Volví a jugar al tenis -oficialmente- desde hace un rato, en que tomé clases con dos vecinas a las que nunca había visto antes y a otra que no me cruzaba hace siglos. No saben, eran DI-VI-NAS las tres, pero divinas en serio, que decirles, agradables, simpáticas y además lindas, vestidas como las profesionales que ves en la tele y con unos cuerpos increíbles. Paso a describir:
Jugadora número 1: Un año y algo de parida. Calcitas blancas, cero imperfecciones, remera con mucha onda, rubia, pelo largo, suelto, gorrita al tono y lentes de sol.

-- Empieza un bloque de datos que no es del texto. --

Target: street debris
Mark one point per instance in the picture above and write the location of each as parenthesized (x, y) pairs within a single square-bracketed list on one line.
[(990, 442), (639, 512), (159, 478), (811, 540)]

Jugadora número 2: Nueve meses de parida. Vestida de negro pero porque sí, no para disimular nada. Venezolana como Cathy Fulop pero en miniatura, pollerita, remera ajustada y tetas de piedra. Pelo largo, suelto, gorrita, lentes.
Jugadora número 3: A esta altura ya ni me importaba si tenía hijos. Pollerita blanca, cortísima. Castaña, pelo suelto, largo, gorrita, lentes.
Jugadora número 4: Tres años de parida. Contextura física más cerca de
Serena Williams o de
Wanda culo flan Nara que de
Maria Sharapova. Pelo sin lavar "si total me voy a chivar toda me lo lavo a la vuelta". Remera amatambrada, zapatillas modelo 2005 y sin gorrita para no parecer
Godines.
Adivinen cuál era yo (vivir en estos lugares pone a prueba constante tu autoestima)
A la vuelta, para no andar enchastrando la casa con polvo de ladrillo hice la gran lavado de zapatillas caminando por un charquito lleno de verdín y me pegué tal patinada que casi no la cuento más, terminando mis días despatarrada en plena calle y con el culo empapado de agua podrida.